Second, by personal experience, during the period that one is undergoing DAWS, other medicines traditionally prescribed for RLS may not work. Thus, during my agony, neither Tramadol nor Vicodin offered any relief. Something else may be appropriate.

Third--you didn't mention whether or not you had augmented on pramipexole. Even if you had not experienced DAWS Hell, some "sleep experts" have suggested that, once a person has augmented on a dopamine agonist (pramipexole), the sufferer's brain may become "permanently" rewired so that some of the medicines that otherwise might have helped RLS. Thankfully, in my case "permanent" meant only about one year.

Fourth: I found pregabalin preferable to gabapentin because it had less side effects (and now appears to be more favored by the medical community). Though benzodiazepines eased my discomfort, I abandoned same as they made me feel drugged day-long .

Regrettably, I cannot offer any suggestion as to how to ease your current suffering--other than to discuss with a competent, knowledgeable health care provider the potential utility of methadone or similar if you are willing to consider taking same. As I've mentioned elsewhere, in my neck of the woods, no doctor would prescribe methadone for me unless I signed a Pain Management Plan which I refused to do. And rightfully or wrongfully, there was in my mind the perceived stigma of "methadone."

If there is any solace, it would be that the "rewiring" of my brain did produce some positive effects. With pramipexole, augmentation, and DAWS Hell all behind me, I have found that my late morning, afternoon and early morning RLS now is much less than it had been.

Be well.

Aujamw profile image
Aujamw in reply to

I have left some vital information out and YES I have augmented on pramipexole after 8 years and telling my PMD that my symptoms were worse and earlier in the day, she only increased my dose more and more! Until she finally sent me for an EMG because she thought my symptoms were from neuropathy and when I got a negative result sent me to a neurologist. The only thing I can thank my neurologist for is his diagnosis of augmentation. Otherwise he seems to not recognize withdrawal from pramipexole he tries to decrease my my meds by .5 mg at a time every 3 or 4 days. I was in definite hell! I tried to tell him that was way too fast thanks to the information on this website and thanks to those kind enough to help me! Needless to say I don't have many alternatives other than to choose another doctor at random for recommendations! This site has been a lifesaver for me! I really don't want to go on benzodiazepines, but don't know other options I'm afraid! Help! I'm

in reply to Aujamw

Hi, again, Aujamw, and thanks for additional info. I ran into similar ignorance.
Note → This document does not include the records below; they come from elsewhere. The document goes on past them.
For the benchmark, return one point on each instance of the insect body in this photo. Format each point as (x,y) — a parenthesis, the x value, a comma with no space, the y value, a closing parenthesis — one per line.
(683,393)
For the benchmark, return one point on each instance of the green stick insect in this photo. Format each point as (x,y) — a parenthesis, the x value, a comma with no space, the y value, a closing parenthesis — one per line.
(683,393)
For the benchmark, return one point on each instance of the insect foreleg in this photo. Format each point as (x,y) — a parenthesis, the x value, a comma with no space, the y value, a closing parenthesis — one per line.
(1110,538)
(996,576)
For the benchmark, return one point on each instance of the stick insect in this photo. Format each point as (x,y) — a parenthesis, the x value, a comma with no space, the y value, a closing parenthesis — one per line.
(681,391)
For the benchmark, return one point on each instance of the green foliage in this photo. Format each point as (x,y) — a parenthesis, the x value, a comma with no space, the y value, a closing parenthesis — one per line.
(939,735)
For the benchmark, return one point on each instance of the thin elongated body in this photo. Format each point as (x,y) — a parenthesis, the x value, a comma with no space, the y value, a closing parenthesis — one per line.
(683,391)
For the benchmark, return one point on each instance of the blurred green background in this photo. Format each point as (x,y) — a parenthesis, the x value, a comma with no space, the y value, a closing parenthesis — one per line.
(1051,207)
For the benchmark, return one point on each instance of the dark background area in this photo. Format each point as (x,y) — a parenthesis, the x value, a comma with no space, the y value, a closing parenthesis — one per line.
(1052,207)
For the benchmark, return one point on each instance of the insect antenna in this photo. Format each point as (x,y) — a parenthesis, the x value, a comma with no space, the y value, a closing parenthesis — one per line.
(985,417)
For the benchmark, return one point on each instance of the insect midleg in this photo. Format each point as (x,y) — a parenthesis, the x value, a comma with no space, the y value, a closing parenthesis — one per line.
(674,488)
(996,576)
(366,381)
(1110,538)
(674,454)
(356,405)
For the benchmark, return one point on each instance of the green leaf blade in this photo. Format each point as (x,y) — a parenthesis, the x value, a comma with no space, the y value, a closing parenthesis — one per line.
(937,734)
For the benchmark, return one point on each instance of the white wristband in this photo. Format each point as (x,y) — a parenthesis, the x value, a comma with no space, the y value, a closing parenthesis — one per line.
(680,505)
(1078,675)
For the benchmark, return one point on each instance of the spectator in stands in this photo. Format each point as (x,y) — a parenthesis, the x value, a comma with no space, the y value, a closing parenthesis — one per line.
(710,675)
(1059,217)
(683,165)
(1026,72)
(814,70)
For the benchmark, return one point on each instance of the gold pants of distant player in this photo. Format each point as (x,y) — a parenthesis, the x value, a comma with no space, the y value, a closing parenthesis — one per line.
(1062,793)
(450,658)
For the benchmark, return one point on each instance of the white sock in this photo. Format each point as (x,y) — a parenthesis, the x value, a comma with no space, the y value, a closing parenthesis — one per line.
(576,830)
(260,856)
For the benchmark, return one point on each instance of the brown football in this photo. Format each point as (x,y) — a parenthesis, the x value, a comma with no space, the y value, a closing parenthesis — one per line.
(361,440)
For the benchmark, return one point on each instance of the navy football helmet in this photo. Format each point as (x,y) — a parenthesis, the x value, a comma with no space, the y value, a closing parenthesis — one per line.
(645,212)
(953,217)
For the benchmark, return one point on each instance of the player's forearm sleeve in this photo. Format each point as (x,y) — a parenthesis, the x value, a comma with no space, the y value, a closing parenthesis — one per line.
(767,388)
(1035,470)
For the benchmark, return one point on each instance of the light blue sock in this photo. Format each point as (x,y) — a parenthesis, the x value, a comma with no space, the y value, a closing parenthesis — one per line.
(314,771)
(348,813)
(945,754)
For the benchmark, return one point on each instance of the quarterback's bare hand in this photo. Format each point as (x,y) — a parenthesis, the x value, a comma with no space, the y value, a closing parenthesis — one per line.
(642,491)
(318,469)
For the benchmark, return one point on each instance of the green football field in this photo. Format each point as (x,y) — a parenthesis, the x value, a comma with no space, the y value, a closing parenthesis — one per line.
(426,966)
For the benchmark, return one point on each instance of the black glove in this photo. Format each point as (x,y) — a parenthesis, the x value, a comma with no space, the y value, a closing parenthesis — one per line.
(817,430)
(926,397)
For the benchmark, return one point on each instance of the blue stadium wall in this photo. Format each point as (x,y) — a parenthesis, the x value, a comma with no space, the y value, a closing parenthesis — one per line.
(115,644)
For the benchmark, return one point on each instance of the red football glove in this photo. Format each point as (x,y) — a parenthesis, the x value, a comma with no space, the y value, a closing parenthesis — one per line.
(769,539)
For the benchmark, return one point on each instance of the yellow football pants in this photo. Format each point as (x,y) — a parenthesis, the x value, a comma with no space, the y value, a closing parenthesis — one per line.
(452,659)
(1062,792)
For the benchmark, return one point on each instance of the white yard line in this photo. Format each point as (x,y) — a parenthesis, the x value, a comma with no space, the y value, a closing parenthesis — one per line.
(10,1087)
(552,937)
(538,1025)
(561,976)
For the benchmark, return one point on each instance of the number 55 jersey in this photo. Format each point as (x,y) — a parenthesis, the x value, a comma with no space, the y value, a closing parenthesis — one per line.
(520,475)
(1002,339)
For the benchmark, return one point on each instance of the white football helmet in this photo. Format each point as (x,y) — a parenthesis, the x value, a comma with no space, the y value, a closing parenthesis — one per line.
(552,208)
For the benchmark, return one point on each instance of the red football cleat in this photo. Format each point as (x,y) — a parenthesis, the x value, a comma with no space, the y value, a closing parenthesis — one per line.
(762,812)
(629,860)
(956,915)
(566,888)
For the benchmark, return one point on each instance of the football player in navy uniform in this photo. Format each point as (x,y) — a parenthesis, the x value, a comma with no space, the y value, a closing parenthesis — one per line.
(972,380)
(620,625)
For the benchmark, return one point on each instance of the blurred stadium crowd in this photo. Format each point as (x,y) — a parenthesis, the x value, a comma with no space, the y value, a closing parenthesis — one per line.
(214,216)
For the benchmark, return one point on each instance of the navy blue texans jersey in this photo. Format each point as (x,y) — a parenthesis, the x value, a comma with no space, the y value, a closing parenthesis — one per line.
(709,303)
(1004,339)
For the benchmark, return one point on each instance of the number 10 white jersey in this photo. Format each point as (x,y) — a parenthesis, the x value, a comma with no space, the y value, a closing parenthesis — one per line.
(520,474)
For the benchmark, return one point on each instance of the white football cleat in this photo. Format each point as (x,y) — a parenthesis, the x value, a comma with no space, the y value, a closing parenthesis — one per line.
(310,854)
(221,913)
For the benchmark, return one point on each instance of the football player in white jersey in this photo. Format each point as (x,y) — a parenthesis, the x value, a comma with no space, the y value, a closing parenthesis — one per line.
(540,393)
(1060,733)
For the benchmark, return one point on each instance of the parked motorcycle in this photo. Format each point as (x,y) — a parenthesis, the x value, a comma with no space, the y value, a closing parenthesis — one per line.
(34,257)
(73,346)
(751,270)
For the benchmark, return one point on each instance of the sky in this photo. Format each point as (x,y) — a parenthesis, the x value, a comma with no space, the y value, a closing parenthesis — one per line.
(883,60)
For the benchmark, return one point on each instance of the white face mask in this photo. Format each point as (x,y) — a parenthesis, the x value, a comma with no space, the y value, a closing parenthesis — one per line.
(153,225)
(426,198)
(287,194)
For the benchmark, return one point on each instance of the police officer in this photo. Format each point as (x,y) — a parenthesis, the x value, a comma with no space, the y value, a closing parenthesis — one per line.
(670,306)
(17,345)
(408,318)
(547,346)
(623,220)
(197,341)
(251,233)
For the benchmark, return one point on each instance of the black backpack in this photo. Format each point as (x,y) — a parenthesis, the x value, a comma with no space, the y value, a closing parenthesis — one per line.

I first was prescribed Mirapex when it was only available as a Brand name medicine. "Coincidentally," when it went generic, it no longer worked. Instead of suggesting augmentation, my then "sleep expert" neurologist suggested that its diminishing efficacy might be due to the inert ingredients that affected the bioavailability of the pramipexole. Silly me! I ended up special-ordering and paying $$ for special order of Mirapex direct from Boehringer Ingelheim in Germany (I live in USA).

My next "sleep expert" neurologist continued prescribing pramipexole years after it had become known that long-term use was likely to lead to augmentation. When I told her about its diminishing efficacy, she tersely suggested that I "take more."

Do discuss with your doctor. However, the available literature that I have read on addictions generally (and common sense), suggests that a reduction of a drug taken for long-term should not be on a fixed amount basis, but rather on a percentage basis.

While a reduction of 0.5 mg might be fine for a person taking 3.0 mg (reduction of 1/6), it may not be for that same person who already had titrated down to 1.0 mg (1/2). You may wish to discuss with your doctor reducing on a percentage basis. For me, even the final reduction of only 0.125 mg pramipexole (from an initial starting point of ~0.65 mg pramipexole) was horrific. Given that the last reduction may be the worst, the thought of a drop of 0.5 mg of pramipexole (in your case, 1/2 of the total dose of 1.0 mg just several days previous) strikes me as a disaster in the making.

Many others who comment here have suffered worse than I. But I suffered considerably, and at length. Some days, I prayed in vain for even an hour's sleep to break the torment. And but for the need to buy food, to retrieve mail, or to tend to my car, I sometimes would remain for a day or more curled in a fetal position laying on my floor, writhing in agony. It was, indeed, Hell.

Be well.

SueJohnson profile image
SueJohnson

As RLSIconoclast says, stay on the gabapentin as it will not work well until you have been off the pramipexole for a few weeks and your symptoms settle. I would not take benzodiazepines unless you find you need them for sleep and then don't take clonazepam as it has a 40 hour half-life so can make you sleepy the next day. Instead take ativan or ambien. Yes they are addictive but can be stopped without withdrawal effects if you do so slowly, and if you find you need them, so what if they are addictive. As far as the difference between pregabalin and gabapentin, one does not have more side effects than the other and in fact they are the same although some people find the side effects on one do not affect them on the other.

SueJohnson profile image
SueJohnson

Try to get your doctor to prescribe a low-dose opioid to help with the withdrawal. Others will suggest kratom and I am sure TeddiJ will jump in here to tell you more.

Joolsg profile image
Joolsg

3mg of Pramipexole is a Parkinson's dose and way too high for RLS. Your neurologist clearly doesn't understand what drives augmentation and DAWS. Dr. Winkelman explains that most neurologists are happy with high doses of Pramipexole because they mainly treat Parkinson's and do not see the devastation that overprescription causes to RLS patients.I suggest you consider finding a new neurologist who knows about augmentation and DAWS and the Mayo algorithm. The US foundation has lists of US experts and help groups so you should be able to find another quickly. Join rls.org.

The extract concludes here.